Zynischerweise soll dieser Klinik im September der diesjährige EU-Bürgerpreis für das Engagement gegen eine humanitäre Krise verliehen werden. Erst die Sparpolitik der EU hat die Einrichtung dieser Praxis notwendig gemacht.

„Gesundheits-, Bildungs- und Sozialpolitik müssen vor Schuldendienst stehen, deshalb fordern wir den Stopp der maßgeblich von der deutschen Regierung voran getriebenen tödlichen Austeritätspolitik”, sagt Dr. Wulf Dietrich, Vorsitzender des vdää. „Das Recht auf Gesundheit ist ein Menschenrecht, das gilt für alle Menschen”, ergänzt die Ärztin Dr. Angelika Claußen, die Europäische Präsidentin des IPPNW ist (Internationale Ärzte für die Verhütung des Atomkrieges, Ärzte in sozialer Verantwortung).

[Nach einem Hintergrundpapier von vdää und IPPNW]

Der EU war die Rettung der Banken Billionen Euro wert, für die Behebung der sozialen Misstände in einem Mitgliedsland hat die Friedensnobelpreisträgerin keinen Pfifferling übrig.

Ergänzung:
(22.6.15) In Griechenland liegt die Durchschnittsrente nach Angaben der FAZ bei knapp 960 Euro.
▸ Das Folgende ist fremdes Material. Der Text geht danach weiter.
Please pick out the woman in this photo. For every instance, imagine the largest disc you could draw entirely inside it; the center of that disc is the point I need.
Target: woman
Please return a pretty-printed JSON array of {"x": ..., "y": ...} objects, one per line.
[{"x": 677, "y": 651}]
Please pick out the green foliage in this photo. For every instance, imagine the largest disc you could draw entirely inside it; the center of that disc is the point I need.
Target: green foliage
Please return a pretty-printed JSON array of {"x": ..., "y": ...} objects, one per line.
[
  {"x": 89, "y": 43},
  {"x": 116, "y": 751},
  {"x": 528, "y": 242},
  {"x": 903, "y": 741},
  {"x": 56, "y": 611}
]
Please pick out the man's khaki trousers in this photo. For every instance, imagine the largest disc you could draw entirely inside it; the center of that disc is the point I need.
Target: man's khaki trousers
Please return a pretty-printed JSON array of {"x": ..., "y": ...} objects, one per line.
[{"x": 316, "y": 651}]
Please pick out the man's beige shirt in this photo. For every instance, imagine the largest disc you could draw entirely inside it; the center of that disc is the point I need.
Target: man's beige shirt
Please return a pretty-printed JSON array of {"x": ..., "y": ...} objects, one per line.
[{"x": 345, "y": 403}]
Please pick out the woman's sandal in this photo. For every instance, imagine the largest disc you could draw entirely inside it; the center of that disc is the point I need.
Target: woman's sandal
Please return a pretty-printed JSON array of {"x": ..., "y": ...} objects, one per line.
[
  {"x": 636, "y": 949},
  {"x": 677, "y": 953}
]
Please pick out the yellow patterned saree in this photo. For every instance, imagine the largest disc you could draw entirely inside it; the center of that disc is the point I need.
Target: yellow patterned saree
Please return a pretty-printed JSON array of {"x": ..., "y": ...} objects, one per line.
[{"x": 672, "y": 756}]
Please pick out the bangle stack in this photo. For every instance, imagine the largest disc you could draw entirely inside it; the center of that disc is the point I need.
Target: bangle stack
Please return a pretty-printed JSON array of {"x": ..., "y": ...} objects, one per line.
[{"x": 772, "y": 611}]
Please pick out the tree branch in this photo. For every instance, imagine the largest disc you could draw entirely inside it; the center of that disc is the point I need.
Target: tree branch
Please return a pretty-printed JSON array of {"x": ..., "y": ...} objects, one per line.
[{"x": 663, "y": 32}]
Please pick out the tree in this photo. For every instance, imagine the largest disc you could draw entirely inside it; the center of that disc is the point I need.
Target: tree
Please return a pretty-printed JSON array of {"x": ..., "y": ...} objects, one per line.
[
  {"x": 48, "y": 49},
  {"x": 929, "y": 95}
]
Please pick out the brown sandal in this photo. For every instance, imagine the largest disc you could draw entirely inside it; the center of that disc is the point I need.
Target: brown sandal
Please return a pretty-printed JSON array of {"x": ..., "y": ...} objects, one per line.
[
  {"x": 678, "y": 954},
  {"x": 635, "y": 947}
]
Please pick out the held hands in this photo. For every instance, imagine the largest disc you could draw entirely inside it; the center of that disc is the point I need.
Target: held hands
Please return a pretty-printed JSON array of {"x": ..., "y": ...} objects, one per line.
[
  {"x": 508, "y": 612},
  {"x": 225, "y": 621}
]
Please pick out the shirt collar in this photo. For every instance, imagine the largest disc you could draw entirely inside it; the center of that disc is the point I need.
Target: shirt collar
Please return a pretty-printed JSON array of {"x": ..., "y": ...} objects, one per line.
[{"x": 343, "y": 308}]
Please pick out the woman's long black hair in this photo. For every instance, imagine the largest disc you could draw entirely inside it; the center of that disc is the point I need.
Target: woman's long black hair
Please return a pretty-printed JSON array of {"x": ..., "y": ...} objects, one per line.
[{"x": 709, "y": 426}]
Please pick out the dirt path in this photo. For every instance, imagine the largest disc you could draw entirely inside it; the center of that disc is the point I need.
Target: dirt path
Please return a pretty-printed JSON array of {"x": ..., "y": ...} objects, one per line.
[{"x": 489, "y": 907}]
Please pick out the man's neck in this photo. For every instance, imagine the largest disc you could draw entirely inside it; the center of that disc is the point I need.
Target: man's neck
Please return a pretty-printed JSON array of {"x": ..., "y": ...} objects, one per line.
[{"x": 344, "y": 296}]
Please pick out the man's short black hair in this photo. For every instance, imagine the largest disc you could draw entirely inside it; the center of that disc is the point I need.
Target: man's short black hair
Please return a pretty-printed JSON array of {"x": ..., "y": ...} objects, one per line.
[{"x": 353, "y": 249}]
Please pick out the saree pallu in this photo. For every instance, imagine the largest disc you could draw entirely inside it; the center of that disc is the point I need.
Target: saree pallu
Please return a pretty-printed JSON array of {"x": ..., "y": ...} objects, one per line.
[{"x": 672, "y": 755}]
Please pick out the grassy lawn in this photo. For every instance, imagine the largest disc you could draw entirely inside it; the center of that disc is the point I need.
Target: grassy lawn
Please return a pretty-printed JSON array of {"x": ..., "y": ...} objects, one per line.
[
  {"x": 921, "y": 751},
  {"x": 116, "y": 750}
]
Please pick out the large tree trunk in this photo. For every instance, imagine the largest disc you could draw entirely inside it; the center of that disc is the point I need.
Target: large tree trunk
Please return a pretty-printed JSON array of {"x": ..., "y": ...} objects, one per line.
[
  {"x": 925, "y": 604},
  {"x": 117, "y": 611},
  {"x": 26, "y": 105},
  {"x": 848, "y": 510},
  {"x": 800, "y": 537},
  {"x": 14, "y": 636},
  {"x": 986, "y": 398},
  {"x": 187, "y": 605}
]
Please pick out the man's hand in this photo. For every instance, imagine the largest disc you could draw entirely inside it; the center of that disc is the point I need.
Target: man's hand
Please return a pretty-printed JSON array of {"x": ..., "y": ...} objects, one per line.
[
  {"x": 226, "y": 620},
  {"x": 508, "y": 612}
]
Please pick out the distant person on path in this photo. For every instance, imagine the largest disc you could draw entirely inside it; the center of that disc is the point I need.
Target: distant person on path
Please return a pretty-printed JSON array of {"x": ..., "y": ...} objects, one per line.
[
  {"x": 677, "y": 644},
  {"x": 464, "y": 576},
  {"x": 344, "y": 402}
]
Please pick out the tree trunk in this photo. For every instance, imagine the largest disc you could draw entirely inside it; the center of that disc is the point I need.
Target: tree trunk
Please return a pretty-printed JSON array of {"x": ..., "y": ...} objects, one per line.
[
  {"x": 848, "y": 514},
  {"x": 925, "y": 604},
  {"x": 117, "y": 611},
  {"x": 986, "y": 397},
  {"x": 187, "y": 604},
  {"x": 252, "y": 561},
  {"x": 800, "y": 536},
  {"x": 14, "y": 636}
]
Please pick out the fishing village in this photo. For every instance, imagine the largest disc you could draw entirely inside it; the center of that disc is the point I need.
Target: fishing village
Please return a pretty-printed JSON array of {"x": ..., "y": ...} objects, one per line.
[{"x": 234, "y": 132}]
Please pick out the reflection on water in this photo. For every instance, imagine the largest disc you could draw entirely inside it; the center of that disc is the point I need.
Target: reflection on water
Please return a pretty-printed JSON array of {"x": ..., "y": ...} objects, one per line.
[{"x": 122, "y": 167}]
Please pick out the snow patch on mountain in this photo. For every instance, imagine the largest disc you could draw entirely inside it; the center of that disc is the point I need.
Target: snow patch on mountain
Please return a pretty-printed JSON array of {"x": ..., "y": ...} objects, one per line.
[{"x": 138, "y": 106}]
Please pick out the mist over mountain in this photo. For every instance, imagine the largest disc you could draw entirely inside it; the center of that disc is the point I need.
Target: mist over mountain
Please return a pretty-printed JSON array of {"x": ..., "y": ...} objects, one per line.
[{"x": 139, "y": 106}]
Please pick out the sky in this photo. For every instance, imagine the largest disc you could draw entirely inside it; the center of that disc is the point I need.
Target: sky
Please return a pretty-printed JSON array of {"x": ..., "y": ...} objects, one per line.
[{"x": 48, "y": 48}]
In Deutschland liegt sie Ende 2013 über West und Ost gemittelt bei 815 Euro.
Die Standardrente liegt in Griechenland bei rund 1100 Euro, das entspricht etwa 80% des Durchschnittslohns. In Deutschland liegt sie über West und Ost gemittelt mit 1237 Euro darüber, gemessen am Durchschnittslohn mit 48% aber klar darunter. Die Standardrente gibt an, wieviel ein Arbeitnehmer erhalten würde, der 45 Jahre lang ein Durchschnittsgehalt bezogen und in die Rentenversicherung eingezahlt hat.
Insgesamt gibt Griechenland 17,5% seines BIP für Renten aus, das ist mehr als die 13,2%, die EU-Staaten durchschnittlich ausgeben. (Das BIP steht im Nenner der Quote…)
Zu beachten ist, dass von den griechischen Renten oftmals ganze Familien leben, weil das „soziale Netz“ ansonsten schwach ausgestaltet ist.